Un petit café bien apprécié à 4 heures... mais le gâteau qui accompagne n’est pas prévu pour les personnes édentées. Tant pis pour elles! Une alimentation correcte et un apport de calories sont pourtant d’une importance capitale.

Négligence, maltraitance ?

Bien plus grave : certains soins médicaux sont réalisés en dépit du bon sens Je peux me permettre de le mentionner car nous sommes, ma soeur et moi, deux anciennes infirmières. Nous avons été surprises de constater à quel point certaines techniques étaient mal réalisées mettant en danger la sécurité du patient.

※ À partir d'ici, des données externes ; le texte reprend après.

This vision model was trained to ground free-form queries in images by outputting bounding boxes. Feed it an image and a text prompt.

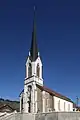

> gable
[37,85,73,103]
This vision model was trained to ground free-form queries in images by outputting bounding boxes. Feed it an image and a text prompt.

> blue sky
[0,0,80,101]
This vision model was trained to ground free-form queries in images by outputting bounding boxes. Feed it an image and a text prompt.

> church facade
[20,9,73,113]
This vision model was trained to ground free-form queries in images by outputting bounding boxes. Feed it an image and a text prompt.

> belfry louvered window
[36,64,40,77]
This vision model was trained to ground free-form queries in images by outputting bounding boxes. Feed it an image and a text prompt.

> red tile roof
[37,85,73,103]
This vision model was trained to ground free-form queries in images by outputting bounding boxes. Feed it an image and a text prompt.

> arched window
[36,64,40,77]
[64,102,65,111]
[58,100,60,111]
[28,63,32,77]
[68,104,70,111]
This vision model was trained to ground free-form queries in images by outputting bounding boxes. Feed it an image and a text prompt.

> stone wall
[37,87,43,112]
[0,112,80,120]
[35,112,80,120]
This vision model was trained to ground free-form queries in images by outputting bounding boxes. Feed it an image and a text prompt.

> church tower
[20,9,43,113]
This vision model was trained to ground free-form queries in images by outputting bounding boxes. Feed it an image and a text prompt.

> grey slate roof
[29,7,38,62]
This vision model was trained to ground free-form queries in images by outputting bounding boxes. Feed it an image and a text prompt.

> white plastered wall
[54,96,73,112]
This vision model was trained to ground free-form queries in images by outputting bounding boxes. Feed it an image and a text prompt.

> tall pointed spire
[30,6,38,61]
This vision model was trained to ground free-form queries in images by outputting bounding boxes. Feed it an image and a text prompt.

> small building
[20,8,73,113]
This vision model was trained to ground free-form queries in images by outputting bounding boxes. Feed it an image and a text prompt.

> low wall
[35,112,80,120]
[0,112,80,120]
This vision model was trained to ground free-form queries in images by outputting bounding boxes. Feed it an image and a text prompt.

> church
[19,8,74,113]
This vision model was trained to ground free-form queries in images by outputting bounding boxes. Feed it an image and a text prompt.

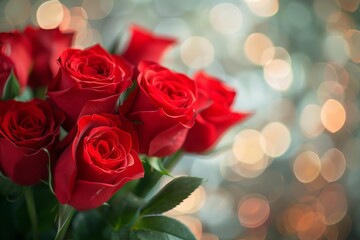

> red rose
[0,32,32,89]
[54,114,144,210]
[124,62,197,157]
[0,52,14,94]
[48,45,133,129]
[184,72,249,153]
[0,99,63,185]
[24,27,74,88]
[123,25,175,65]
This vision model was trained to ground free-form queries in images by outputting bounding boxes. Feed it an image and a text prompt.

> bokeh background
[0,0,360,240]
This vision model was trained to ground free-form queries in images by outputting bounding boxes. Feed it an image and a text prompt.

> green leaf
[141,177,203,215]
[2,71,20,100]
[55,204,75,240]
[146,157,171,176]
[72,209,112,240]
[130,230,184,240]
[134,216,196,240]
[100,194,144,231]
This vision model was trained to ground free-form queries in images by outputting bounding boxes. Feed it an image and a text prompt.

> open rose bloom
[0,23,249,239]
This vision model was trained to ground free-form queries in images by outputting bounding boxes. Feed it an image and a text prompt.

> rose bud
[183,72,250,153]
[0,99,64,185]
[48,45,133,130]
[122,25,175,65]
[54,114,144,210]
[120,62,197,157]
[24,27,74,88]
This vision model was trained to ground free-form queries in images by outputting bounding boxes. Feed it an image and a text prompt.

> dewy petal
[122,25,175,65]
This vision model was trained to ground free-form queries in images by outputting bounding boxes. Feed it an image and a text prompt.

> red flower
[0,32,32,90]
[24,27,73,88]
[0,100,64,185]
[54,114,144,210]
[122,25,175,65]
[184,72,249,153]
[124,62,197,156]
[48,45,133,129]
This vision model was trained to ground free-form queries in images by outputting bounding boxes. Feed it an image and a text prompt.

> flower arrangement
[0,26,249,239]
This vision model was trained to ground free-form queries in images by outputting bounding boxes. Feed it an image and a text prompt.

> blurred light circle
[261,122,291,158]
[209,3,243,34]
[180,37,215,68]
[296,211,326,240]
[238,194,270,228]
[300,104,324,138]
[264,59,293,91]
[246,0,279,17]
[232,129,264,164]
[323,33,350,64]
[172,186,206,214]
[293,151,321,183]
[321,99,346,133]
[36,0,64,29]
[321,148,346,182]
[244,33,275,65]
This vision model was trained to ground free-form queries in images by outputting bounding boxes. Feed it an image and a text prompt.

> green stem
[23,187,39,240]
[54,204,75,240]
[134,151,183,198]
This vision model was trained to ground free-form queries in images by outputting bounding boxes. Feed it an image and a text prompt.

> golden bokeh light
[232,129,264,164]
[180,37,215,68]
[209,3,243,34]
[244,33,275,65]
[296,211,326,240]
[293,151,321,183]
[246,0,279,17]
[230,129,270,178]
[36,0,64,29]
[321,148,346,182]
[317,81,345,103]
[300,104,324,138]
[321,99,346,133]
[238,194,270,228]
[261,122,291,158]
[264,59,293,91]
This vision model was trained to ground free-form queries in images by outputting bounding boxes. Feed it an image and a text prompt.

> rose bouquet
[0,26,248,239]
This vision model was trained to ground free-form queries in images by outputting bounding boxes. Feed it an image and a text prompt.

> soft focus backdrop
[0,0,360,240]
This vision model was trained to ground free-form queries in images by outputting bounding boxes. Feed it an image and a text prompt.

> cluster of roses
[0,26,247,210]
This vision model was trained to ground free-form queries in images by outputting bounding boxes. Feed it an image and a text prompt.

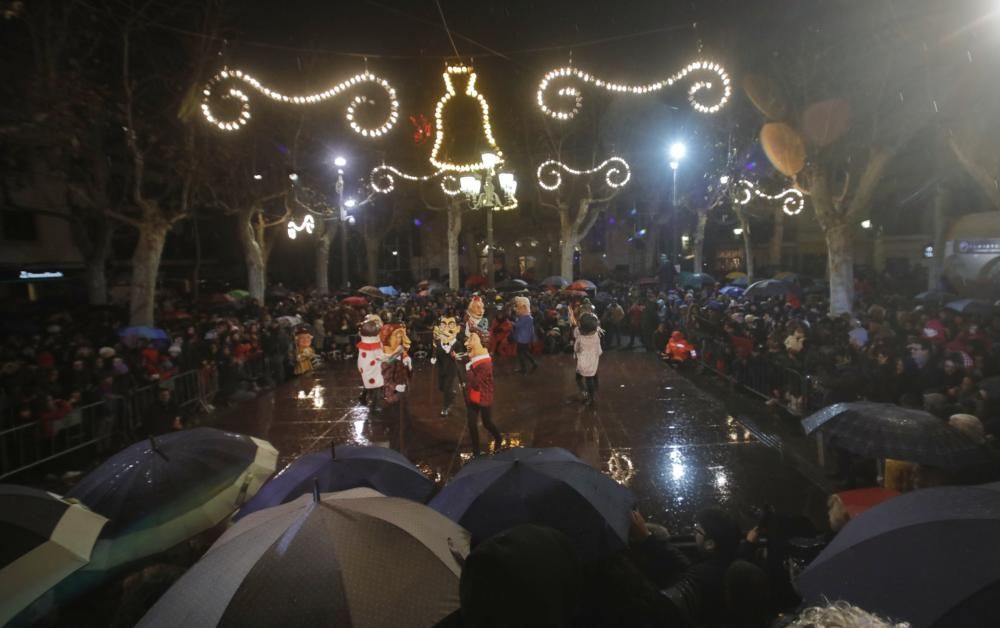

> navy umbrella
[233,445,434,521]
[66,427,278,571]
[797,484,1000,628]
[802,401,991,469]
[430,447,635,557]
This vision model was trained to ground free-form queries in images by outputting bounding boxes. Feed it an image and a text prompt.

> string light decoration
[535,157,632,192]
[431,65,503,172]
[736,179,806,216]
[201,68,399,138]
[537,61,733,120]
[288,214,316,240]
[369,65,517,201]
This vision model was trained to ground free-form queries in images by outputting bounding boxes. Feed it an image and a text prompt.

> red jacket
[465,355,493,407]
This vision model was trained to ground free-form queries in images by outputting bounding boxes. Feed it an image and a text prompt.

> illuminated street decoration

Suite à nos observations, je tiens à remercier la responsable de l’équipe de soins qui nous a écoutées. Elle a réagi en expliquant et réexpliquant les gestes corrects à son personnel, son suivi est devenu quasi quotidien. Cette infirmière nous a accompagnées toutes les trois (maman, ma soeur et moi-même), jusqu’au bout et nous a donné de ce temps précieux qu’elle n’a pas.

Malgré tous ces points négatifs je dois reconnaître que parmi le personnel de la résidence il y a beaucoup de personnes extraordinaires, pleines de bonne volonté, parfois désabusées et, souvent découragées par le manque de moyens et de temps, personnes que je suis heureuse d’avoir rencontrées. Merci à elles pour l’attention et le réconfort qu’elles ont pu apporter à notre maman au fil de son séjour là-bas.

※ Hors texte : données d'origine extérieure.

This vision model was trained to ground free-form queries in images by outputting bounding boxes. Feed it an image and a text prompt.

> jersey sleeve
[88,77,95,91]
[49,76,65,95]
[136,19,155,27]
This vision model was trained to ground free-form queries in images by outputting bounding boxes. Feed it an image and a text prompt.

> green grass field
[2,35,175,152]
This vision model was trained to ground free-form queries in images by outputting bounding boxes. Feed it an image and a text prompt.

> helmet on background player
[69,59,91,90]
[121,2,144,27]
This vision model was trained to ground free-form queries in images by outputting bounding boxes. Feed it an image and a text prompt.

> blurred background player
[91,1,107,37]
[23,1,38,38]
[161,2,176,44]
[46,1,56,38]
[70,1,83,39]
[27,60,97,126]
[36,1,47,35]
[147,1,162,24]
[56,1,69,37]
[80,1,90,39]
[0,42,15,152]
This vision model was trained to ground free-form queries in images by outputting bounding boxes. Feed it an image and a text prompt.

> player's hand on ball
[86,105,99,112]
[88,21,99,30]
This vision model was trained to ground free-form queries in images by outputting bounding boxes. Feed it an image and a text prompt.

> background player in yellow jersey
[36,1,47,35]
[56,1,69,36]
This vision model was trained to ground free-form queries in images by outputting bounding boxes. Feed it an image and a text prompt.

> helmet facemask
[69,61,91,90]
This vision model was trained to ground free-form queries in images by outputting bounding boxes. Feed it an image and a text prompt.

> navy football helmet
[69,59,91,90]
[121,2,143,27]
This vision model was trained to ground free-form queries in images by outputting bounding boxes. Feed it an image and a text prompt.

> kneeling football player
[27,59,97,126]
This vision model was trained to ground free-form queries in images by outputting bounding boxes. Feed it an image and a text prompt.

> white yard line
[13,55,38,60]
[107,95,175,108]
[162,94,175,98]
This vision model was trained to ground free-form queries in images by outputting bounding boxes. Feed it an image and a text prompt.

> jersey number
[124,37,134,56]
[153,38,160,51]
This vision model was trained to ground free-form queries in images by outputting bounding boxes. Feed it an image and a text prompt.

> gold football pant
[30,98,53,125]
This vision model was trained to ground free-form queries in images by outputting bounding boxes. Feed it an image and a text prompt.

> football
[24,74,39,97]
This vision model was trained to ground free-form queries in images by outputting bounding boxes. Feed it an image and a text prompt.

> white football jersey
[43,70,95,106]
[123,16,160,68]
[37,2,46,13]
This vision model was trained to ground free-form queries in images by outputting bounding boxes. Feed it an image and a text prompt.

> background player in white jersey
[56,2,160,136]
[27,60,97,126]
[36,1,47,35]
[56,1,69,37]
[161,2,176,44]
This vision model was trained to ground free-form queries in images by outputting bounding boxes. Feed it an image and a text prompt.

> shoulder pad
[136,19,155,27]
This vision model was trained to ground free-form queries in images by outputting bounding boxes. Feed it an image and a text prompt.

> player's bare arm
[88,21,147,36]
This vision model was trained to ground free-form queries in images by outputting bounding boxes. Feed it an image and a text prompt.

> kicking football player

Il semblerait qu’il soit mal vu que le personnel prenne le temps de bavarder avec le résident en dehors des moments chronométrés pour tous les actes précis de la journée. Le système mis en place ne leur permet pas de travailler dans de bonnes conditions : manque de formation continue, manque d’encadrement, manque de personnel (tout particulièrement la nuit et les week-ends) et en particulier, manque de temps pour un réel contact humain.

Si la majorité d’entre eux sont bienveillants, il me faut malgré tout ajouter que certaines personnes n’ont pas leur place auprès de nos aînés par manque de compétence professionnelle ou par manque d’empathie. Une évaluation préalable des membres du personnel pourrait s’avérer intéressante et profitable à tout le monde. Qu’en est-il de l’équivalence des diplômes de l’art infirmier car il nous a semblé évident que certains actes posés ne répondaient pas aux normes?

Certaines personnes n’ont pas leur place auprès de nos aînés par manque de compétence professionnelle ou par manque d’empathie.

Tout ce que je mentionne plus haut, nous l’avons constaté « de visu » . Heureusement, nous avons eu l’occasion d’être régulièrement présents auprès de notre maman dans les mois qui ont suivi sa chute. Nous avons tenté d’améliorer son quotidien, remédié le mieux possible aux différentes lacunes, réclamé la réfection du pansement, demandé un change, couru après le personnel, les chariots lors des repas, le café, la cuillère manquante, le lait, le repas moulu, l’anti-douleur dont l’administration a deux heures de retard etc. Ces petites choses insignifiantes pour nous bien portants font parties du peu de confort, de bien être et de plaisir qui restent à ces pensionnaires dépendants et bientôt mourants ...

Nous avons surtout tenu la main de maman de plus en plus désespérée et ne demandant qu’à partir.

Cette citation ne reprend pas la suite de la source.